Prediction as a service with ensemble model in SparkML and Python ScikitLearn

Dec. 20, 2016

Watch the recording of the speech done at Spark Summit Brussles 2016 here:
https://www.youtube.com/watch?v=wyfTjd9z1sY

Data Science with SparkML on DataBricks is a perfect platform for application of Ensemble Learning on massive a scale. This presentation describes Prediction-as-a-Service platform which can predict trends on 1 billion observed prices daily. In order to train ensemble model on a multivariate time series in thousands/millions dimensional space, one has to fragment the whole space into subspaces which exhibit a significant similarity. In order to achieve this, the vastly sparse space has to undergo dimensionality reduction into a parameters space which then is used to cluster the observations. The data in the resulting clusters is modeled in parallel using machine learning tools capable of coefficient estimation at the massive scale (SparkML and Scikit Learn). The estimated model coefficients are stored in a database to be used when executing predictions on demand via a web service. This approach enables training models fast enough to complete the task within a couple of hours, allowing daily or even real time updates of the coefficients. The above machine learning framework is used to predict the airfares used as support tool for the airline Revenue Management systems.​


Airfare prediction using Machine Learning with Apache Spark on 1 billion observed airfares daily, Josef Habdank, Infare Solutions

May. 25, 2016

Prediction using Machine Learning (ML) techniques on Big Data is a computationally and system-wide challenging problem. Especially in the case when the system is processing approximately 10^9 observations per day scalability is the prime concern. In order to be able to rapidly train models covering whole multivariate space the time series vectors, which exhibit significant similarities, are clustered into the groups. Consequently the resulting vector clusters could be modelled using ML tools capable of coefficient estimation at the massive scale (Apache Spark with Scikit Learn). Presentation describes application of the Linear Regression and Support Vector Regression with Radial Basis Function kernel. This approach enables training models fast enough to complete the task within a couple of hours, allowing daily or even real time updates of the coefficients. The above machine learning framework is used to predict the airfares used as support tool for the Revenue Management systems.

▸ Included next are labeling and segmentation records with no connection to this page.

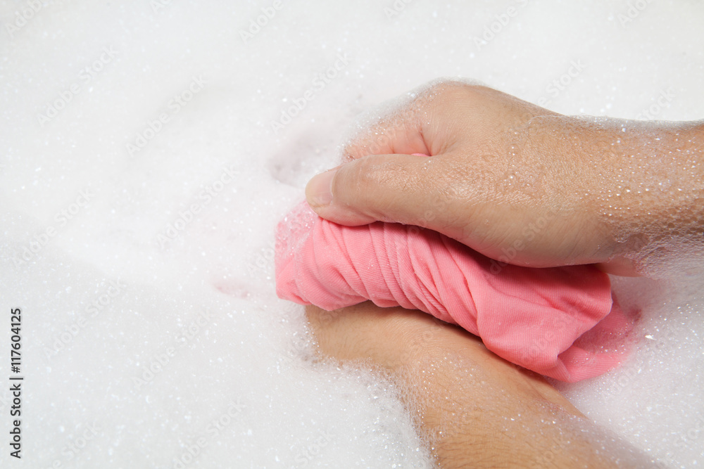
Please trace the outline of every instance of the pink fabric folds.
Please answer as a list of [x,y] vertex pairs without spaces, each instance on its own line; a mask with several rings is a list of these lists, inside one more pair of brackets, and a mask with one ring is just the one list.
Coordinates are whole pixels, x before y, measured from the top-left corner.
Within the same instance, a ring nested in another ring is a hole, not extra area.
[[275,261],[282,298],[327,310],[367,300],[420,309],[479,336],[506,360],[563,381],[616,366],[633,324],[593,266],[498,264],[417,226],[341,226],[305,202],[279,224]]

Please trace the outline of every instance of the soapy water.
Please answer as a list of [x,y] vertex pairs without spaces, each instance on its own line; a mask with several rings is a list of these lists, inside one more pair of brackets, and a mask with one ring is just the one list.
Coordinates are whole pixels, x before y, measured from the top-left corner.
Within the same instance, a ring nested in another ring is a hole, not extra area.
[[[2,3],[25,465],[431,466],[398,385],[311,360],[302,308],[274,294],[273,228],[356,116],[439,76],[567,114],[700,118],[703,7],[636,4]],[[701,284],[616,279],[642,309],[634,352],[558,385],[670,467],[704,461]]]

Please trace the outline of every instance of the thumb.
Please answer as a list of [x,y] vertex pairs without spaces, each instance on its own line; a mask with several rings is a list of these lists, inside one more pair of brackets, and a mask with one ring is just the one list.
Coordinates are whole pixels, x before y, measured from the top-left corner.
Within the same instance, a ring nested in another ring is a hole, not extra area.
[[[318,215],[341,225],[376,221],[429,226],[440,215],[433,204],[436,157],[370,155],[314,176],[306,197]],[[425,223],[422,223],[425,221]]]

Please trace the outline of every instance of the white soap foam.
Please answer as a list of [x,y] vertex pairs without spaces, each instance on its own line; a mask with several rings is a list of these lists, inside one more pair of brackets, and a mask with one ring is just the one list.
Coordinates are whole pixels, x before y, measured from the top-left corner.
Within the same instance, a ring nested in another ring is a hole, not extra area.
[[[429,465],[392,383],[307,360],[273,227],[356,115],[437,77],[568,114],[700,118],[704,6],[646,4],[1,2],[0,285],[25,321],[25,465]],[[632,361],[561,387],[700,465],[701,290],[617,290],[643,307]]]

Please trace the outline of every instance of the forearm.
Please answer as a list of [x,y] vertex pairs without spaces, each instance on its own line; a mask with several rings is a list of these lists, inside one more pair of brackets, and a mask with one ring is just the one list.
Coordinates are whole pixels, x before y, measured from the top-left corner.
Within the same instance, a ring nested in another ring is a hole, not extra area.
[[[541,377],[476,337],[419,311],[367,302],[308,307],[321,351],[366,359],[398,380],[440,466],[647,467],[586,419]],[[629,463],[629,461],[631,461]]]
[[555,157],[546,203],[580,213],[599,238],[595,257],[642,271],[704,249],[703,122],[560,116],[529,127],[525,151]]

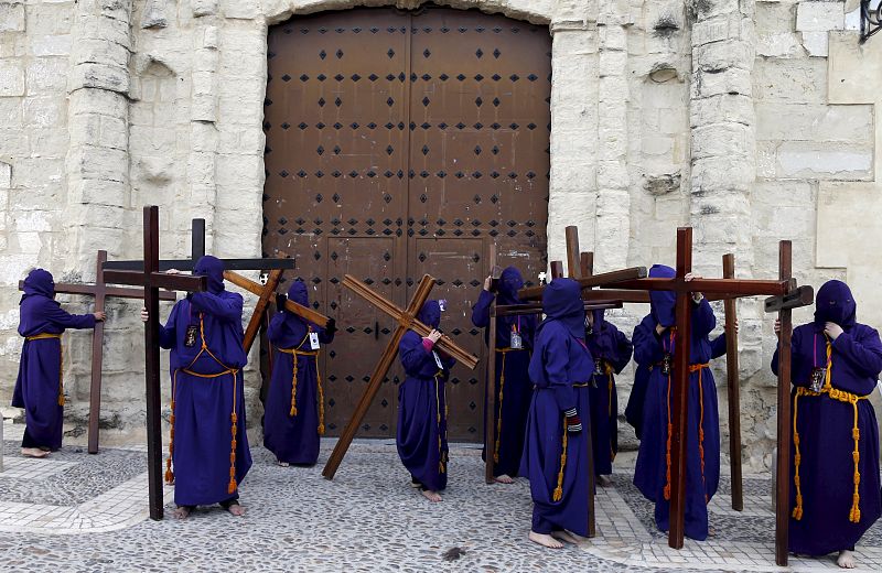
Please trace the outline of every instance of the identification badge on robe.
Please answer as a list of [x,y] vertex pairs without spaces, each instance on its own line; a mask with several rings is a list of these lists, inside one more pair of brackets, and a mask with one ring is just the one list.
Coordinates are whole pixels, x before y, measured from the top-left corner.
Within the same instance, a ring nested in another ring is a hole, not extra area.
[[662,374],[665,376],[670,374],[670,363],[671,358],[669,354],[665,355],[665,358],[662,360]]
[[513,350],[520,350],[524,348],[524,340],[520,338],[520,333],[512,331],[512,345]]
[[827,382],[827,368],[815,368],[811,370],[811,381],[809,389],[813,392],[820,392],[824,385]]
[[439,369],[439,370],[443,370],[443,369],[444,369],[444,365],[443,365],[443,364],[441,364],[441,357],[440,357],[440,356],[438,356],[438,353],[437,353],[437,352],[434,352],[434,350],[432,350],[432,356],[434,356],[434,364],[437,364],[437,365],[438,365],[438,369]]
[[193,348],[196,346],[196,332],[198,332],[198,327],[195,324],[191,324],[186,327],[186,333],[184,334],[184,346],[187,348]]

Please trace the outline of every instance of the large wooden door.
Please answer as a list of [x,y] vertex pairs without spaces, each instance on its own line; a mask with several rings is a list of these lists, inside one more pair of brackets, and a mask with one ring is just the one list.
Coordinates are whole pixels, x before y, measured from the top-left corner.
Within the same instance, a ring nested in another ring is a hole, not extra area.
[[[547,28],[472,10],[356,9],[270,29],[263,250],[297,257],[313,306],[337,317],[331,434],[395,326],[341,288],[344,273],[401,305],[431,273],[442,329],[483,357],[470,315],[490,244],[528,283],[545,269],[550,50]],[[394,435],[401,376],[396,365],[359,435]],[[480,441],[483,364],[451,380],[450,436]]]

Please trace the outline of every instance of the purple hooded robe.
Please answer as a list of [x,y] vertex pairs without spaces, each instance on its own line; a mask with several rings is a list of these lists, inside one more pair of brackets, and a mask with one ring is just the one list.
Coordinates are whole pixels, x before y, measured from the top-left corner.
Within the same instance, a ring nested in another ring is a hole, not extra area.
[[[288,299],[302,306],[309,305],[303,281],[291,283]],[[263,415],[263,446],[280,462],[313,465],[319,460],[320,436],[324,434],[324,404],[319,381],[319,355],[318,350],[311,349],[309,334],[316,333],[321,344],[333,342],[334,334],[284,307],[279,311],[267,331],[275,348]],[[293,381],[292,350],[306,353],[297,355],[297,382]]]
[[94,327],[95,316],[65,312],[55,301],[52,274],[43,269],[28,273],[19,305],[19,334],[24,344],[12,406],[24,409],[22,447],[55,451],[62,446],[64,421],[61,334],[65,328]]
[[[843,282],[826,282],[815,309],[815,321],[795,328],[790,344],[795,432],[789,550],[826,555],[853,549],[882,515],[879,425],[870,400],[864,399],[882,371],[882,342],[874,328],[857,322],[857,305]],[[827,322],[843,329],[830,340],[829,359]],[[809,388],[815,368],[829,371],[829,379],[820,378],[820,392]],[[777,374],[777,369],[776,350],[772,370]]]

Extreme Apache Spark: how in 3 months we created a pipeline that can process 2.5 billion rows a day

Mar. 19, 2016

Presentation consists of an amazing bundle of Pro tips and tricks for building an insanely scalable Apache Spark and Spark Streaming based data pipeline.

Presentation consists of 4 parts:
* Quick intro to Spark
* N-billion rows/day system architecture
* Data Warehouse and Messaging
* How to deploy spark so it does not backfire